X Not a word more was said, on either side, as we walked back to the house.
Miss Halcombe hastened immediately to her sister's room, and I withdrew to my studio to set in order all of Mr Fairlie's drawings that I had not yet mounted and restored before I resigned them to the care of other hands.
Thoughts that I had hitherto restrained, thoughts that made my position harder than ever to endure, crowded on me now that I was alone.
She was engaged to be married, and her future husband was Sir Percival Glyde. A man of the rank of Baronet, and the owner of property in Hampshire.
There were hundreds of baronets in England, and dozens of landowners in Hampshire. Judging by the ordinary rules of evidence, I had not the shadow of a reason, thus far, for connecting Sir Percival Glyde with the suspicious words of inquiry that had been spoken to me by the woman in white. And yet, I did connect him with them. Was it because he had now become associated in my mind with Miss Fairlie, Miss Fairlie being, in her turn, associated with Anne Catherick, since the night when I had discovered the ominous likeness between them? Had the events of the morning so unnerved me already that I was at the mercy of any delusion which common chances and common coincidences might suggest to my imagination? Impossible to say. I could only feel that what had passed between Miss Halcombe and myself, on our way from the summer-house, had affected me very strangely. The foreboding of some undiscoverable danger lying hid from us all in the darkness of the future was strong on me. The doubt whether I was not linked already to a chain of events which even my approaching departure from Cumberland would be Powerless to snap asunder -- the doubt whether we any of us saw the end as the end would really be -- gathered more and more darkly over my mind. Poignant as it was, the sense of suffering caused by the miserable end of my brief, presumptuous love seemed to be blunted and deadened by the still stronger sense of something obscurely impending, something invisibly threatening, that Time was holding over our heads.

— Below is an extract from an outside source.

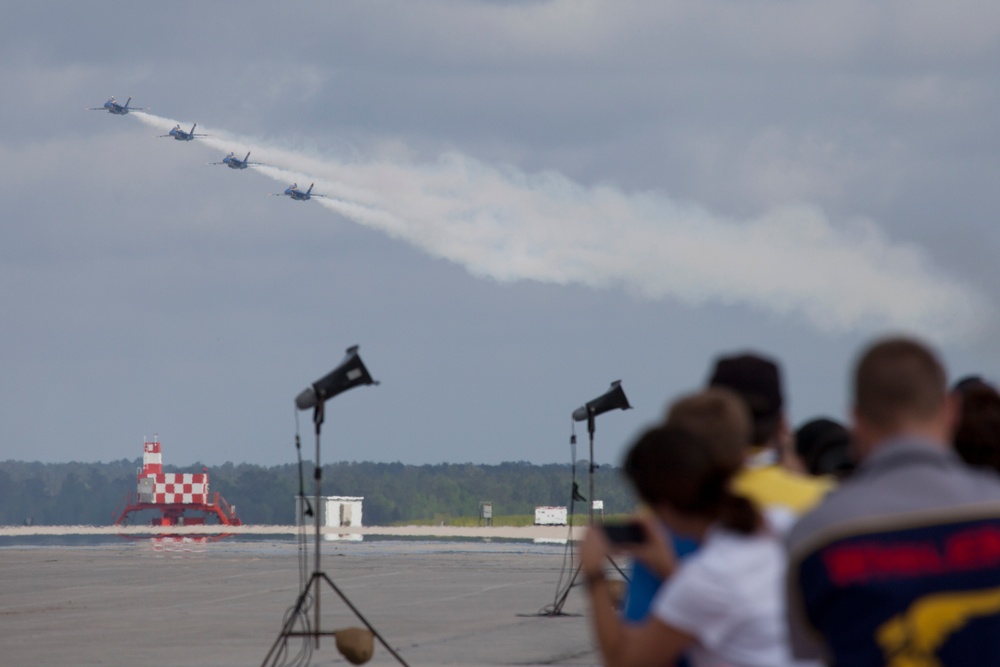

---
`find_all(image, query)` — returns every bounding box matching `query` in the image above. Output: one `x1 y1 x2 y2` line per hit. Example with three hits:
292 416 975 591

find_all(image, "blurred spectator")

I had been engaged with the drawings little more than half an hour, when there was a knock at the door. It opened, on my answering; and, to my surprise, Miss Halcombe entered the room.

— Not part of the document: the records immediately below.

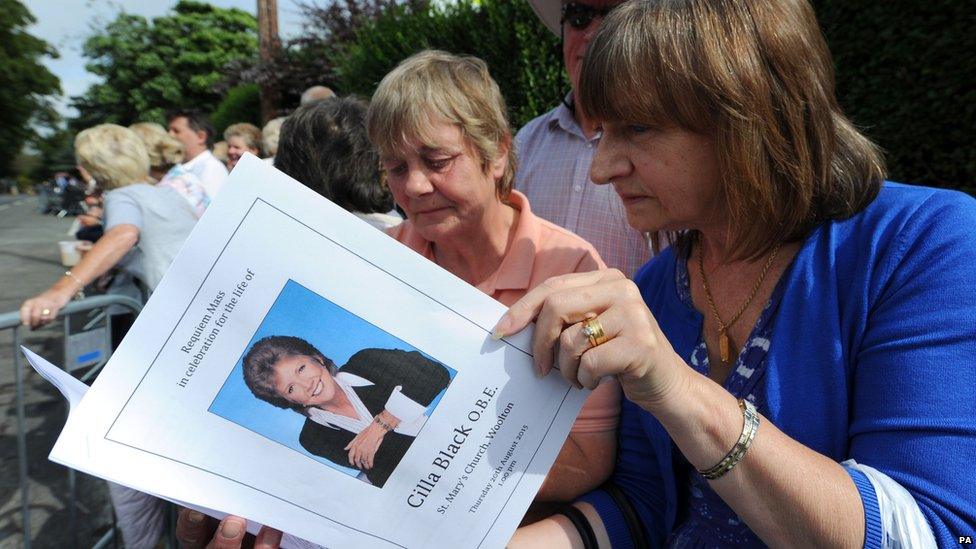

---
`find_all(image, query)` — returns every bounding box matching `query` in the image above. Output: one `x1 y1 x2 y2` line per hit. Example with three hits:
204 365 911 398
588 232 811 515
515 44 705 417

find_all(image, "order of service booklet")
27 155 586 548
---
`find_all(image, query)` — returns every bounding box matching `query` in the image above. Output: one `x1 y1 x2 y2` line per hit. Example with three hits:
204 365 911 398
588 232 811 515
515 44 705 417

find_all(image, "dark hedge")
813 0 976 194
334 0 976 193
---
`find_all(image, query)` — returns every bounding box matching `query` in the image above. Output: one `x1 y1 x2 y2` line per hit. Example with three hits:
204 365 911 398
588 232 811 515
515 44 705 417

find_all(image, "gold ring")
583 317 607 347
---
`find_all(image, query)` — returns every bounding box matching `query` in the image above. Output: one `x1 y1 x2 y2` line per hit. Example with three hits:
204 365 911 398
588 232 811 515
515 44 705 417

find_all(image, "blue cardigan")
581 183 976 548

Her manner was angry and agitated. She caught up a chair for herself before I could give her one, and sat down in it, close at my side.

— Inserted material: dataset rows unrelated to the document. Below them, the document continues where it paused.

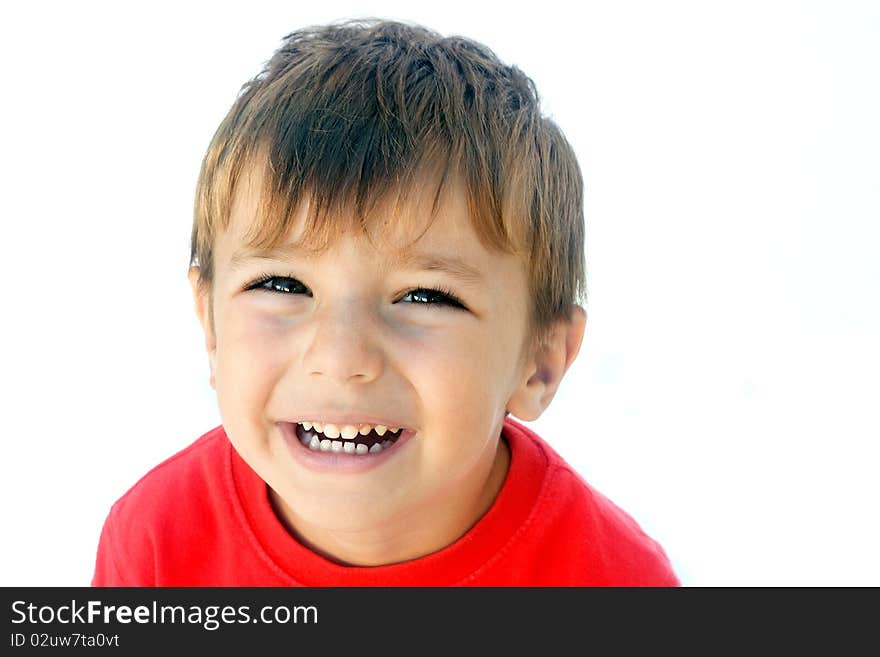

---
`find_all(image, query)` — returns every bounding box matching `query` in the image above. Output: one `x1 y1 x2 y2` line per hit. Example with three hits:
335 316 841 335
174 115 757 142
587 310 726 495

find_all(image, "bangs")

‘Mr Hartright,' she said, ‘I had hoped that all painful subjects of conversation were exhausted between us, for today at least. But it is not to be so. There is some underhand villainy at work to frighten my sister about her approaching marriage. You saw me send the gardener on to the house, with a letter addressed, in a strange handwriting, to Miss Fairlie?'
‘Certainly.'
‘The letter is an anonymous letter -- a vile attempt to injure Sir Percival Glyde in my sister's estimation. It has so agitated and alarmed her that I have had the greatest possible difficulty in composing her spirits sufficiently to allow me to leave her room and come here. I know this is a family matter on which I ought not to consult you, and in which you can feel no concern or interest --'
‘I beg your pardon, Miss Halcombe. I feel the strongest possible concern and interest in anything that affects Miss Fairlie's happiness or yours.'
‘I am glad to hear you say so. You are the only person in the house, or out of it, who can advise me. Mr Fairlie, in his state of health and with his horror of difficulties and mysteries of all kinds, is not to be thought of. The clergyman is a good, weak man, who knows nothing out of the routine of his duties; and our neighbours are just the sort of comfortable, jog-trot acquaintances whom one cannot disturb in times of trouble and danger. What I want to know is this: ought I at once to take such steps as I can to discover the writer of the letter? or ought I to wait, and apply to Mr Fairlie's legal adviser tomorrow? It is a question -- perhaps a very important one -- of gaining or losing a day. Tell me what you think, Mr Hartright. If necessity had not already obliged me to take you into my confidence under very delicate circumstances, even my helpless situation would, perhaps, be no excuse for me. But as things are I cannot surely be wrong, after all that has passed between us, in forgetting that you are a friend of only three months' standing.'
She gave me the letter. It began abruptly, without any preliminary form of address, as follows --
‘Do you believe in dreams? I hope, for your own sake, that you do. See what Scripture says about dreams and their fulfilment (Genesis xl. 8, xli.
25; Daniel iv. 18-25), and take the warning I send you before it is too late.
‘Last night I dreamed about you, Miss Fairlie. I dreamed that I was standing inside the communion rails of a church -- I on one side of the altar-table, and the clergyman, with his surplice and his prayer-book, on the other.
‘After a time there walked towards us, down the aisle of the church, a man and a woman, coming to be married. You were the woman. You looked so pretty and innocent in your beautiful white silk dress, and your long white lace veil, that my heart felt for you, and the tears came into my eyes.
‘They were tears of pity, young lady, that heaven blesses; and instead of falling from my eyes like the everyday tears that we all of us shed, they turned into two rays of light which slanted nearer and nearer to the man standing at the altar with you, till they touched his breast. The two rays sprang in arches like two rainbows between me and him. I looked along them, and I saw down into his inmost heart.